Dimitri took us out for dinner at Shady Grove, a happening eatery on the south side of town. The chicken fried steak came marbled in cheese ‘n gravy, and the potato resembled Dad’s delicious loafers. The star of my plate was the side of black eyed peas, goosed up with spicy cubes of ham and sauteed veggies. I hate eating!It was time to say farewell to Dimitri & Cassandra (and Simon the cat), who not only put us up, but put up with us. It should be noted that we stayed with them the day after they had moved into a new apartment. So not only were their lives still in boxes, but a trio of gnarly musicians were living on top of them. A big thank you to them both.
As for SXSW, I dunno.

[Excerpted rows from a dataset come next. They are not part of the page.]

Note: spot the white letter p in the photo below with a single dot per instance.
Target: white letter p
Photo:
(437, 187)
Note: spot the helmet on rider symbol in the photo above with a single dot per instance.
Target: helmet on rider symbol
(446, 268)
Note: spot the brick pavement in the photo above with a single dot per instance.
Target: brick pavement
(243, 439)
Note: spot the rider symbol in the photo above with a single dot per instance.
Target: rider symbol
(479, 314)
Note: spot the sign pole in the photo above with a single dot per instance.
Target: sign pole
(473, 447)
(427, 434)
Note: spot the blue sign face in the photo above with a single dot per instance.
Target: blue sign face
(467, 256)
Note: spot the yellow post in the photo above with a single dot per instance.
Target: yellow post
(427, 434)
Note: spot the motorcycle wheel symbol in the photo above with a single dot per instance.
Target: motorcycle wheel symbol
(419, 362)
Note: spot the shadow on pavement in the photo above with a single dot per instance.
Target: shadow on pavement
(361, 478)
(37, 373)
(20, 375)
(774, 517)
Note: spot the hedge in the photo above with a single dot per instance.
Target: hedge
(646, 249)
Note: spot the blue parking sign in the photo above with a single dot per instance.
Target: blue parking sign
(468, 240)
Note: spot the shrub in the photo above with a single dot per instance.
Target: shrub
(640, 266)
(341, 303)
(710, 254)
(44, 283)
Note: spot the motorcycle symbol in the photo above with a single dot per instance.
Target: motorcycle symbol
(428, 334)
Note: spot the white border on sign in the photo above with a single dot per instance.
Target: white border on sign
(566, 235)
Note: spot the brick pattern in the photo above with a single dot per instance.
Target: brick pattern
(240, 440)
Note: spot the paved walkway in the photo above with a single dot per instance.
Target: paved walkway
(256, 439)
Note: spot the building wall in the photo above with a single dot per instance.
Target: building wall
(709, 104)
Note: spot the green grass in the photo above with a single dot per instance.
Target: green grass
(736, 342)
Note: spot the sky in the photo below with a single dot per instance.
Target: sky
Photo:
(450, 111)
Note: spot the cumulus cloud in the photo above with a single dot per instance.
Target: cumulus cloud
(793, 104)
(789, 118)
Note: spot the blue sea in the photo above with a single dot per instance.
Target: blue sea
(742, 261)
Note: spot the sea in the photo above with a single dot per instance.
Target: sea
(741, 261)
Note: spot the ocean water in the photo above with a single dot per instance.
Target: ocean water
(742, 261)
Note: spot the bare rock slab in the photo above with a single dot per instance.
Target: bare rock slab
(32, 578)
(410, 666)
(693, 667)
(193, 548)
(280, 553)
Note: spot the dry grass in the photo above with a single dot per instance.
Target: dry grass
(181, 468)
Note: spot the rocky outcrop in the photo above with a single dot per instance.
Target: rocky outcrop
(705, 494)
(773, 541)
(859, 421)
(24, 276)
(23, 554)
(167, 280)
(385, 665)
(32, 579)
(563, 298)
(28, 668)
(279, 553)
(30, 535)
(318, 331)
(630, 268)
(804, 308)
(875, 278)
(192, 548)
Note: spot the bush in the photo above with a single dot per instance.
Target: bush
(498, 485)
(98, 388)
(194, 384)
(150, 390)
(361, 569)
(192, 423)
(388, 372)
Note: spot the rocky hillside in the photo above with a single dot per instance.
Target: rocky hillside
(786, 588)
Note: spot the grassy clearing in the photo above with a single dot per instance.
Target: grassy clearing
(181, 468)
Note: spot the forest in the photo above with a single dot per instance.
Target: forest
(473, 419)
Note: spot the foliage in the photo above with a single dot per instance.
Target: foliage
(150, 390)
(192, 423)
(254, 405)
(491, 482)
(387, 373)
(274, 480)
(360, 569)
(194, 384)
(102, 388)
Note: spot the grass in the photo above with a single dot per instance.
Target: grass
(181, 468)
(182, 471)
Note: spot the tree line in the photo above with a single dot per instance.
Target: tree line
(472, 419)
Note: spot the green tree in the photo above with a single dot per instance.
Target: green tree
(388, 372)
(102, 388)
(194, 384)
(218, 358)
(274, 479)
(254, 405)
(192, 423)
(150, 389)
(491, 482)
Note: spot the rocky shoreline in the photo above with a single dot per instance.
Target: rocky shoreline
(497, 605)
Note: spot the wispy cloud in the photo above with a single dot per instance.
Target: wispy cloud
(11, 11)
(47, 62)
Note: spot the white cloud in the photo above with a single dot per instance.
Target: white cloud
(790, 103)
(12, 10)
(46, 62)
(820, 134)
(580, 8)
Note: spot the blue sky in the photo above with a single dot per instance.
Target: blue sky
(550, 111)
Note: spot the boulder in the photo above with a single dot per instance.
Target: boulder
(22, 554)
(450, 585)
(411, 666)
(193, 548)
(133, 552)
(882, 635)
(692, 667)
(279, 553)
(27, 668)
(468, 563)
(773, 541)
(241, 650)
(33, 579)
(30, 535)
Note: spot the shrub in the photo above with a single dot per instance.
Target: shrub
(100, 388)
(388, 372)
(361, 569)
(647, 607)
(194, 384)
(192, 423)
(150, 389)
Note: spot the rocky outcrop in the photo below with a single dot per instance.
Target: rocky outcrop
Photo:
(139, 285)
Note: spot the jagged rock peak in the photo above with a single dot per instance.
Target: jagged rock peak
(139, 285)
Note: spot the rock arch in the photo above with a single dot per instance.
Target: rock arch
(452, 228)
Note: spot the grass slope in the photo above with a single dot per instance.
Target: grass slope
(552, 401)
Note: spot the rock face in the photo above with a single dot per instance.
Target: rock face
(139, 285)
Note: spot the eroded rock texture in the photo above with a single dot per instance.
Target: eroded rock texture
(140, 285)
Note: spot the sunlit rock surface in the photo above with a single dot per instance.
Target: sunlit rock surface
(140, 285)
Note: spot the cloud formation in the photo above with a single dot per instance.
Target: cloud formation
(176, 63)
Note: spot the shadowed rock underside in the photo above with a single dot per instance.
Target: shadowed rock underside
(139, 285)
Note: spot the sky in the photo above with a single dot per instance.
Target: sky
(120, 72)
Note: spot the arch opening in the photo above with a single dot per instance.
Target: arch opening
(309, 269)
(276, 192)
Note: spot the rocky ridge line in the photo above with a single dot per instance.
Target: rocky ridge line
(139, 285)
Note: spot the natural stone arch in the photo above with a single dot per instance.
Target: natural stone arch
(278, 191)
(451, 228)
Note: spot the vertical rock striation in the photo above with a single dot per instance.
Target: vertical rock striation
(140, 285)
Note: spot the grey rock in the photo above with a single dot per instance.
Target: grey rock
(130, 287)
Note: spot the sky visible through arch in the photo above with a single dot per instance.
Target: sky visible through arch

If I have to come back it again, I think I’m going to open a rollercoaster for hipsters- a spiraling loop-de-loop track to fasten fixed gear bikes while Sleigh Bells blares. Or run a sea punk cupcake stand and put the word CO-OP behind it. Maybe I’ll book a band to play under a tunnel and play to a glob of shit. No cover songs though!
And so our Great Western Romance began into the unknown darkness of West Texas, where distance and time slow to a crawling melt, making for beleaguered rest stop options. At a picnic area straight out of a Sam Peckinpaw film I whizzed under the howling stars and the reverse skyline of the jagged surrounding hills. It was great to be out west again.
In the tiny town of Balmorhea we pulled into the Eleven Inn. The long-horned skull adorning our room greeted us to a cowboy’s vacation. We drank three-buck-chuck and watched Skinemax, Jim & Nicole on a rustic gaucho bed and me in the comfort of an uncomfortable rocking chair. I soon switched to my own gaucho bed.Man, we got made in the shade.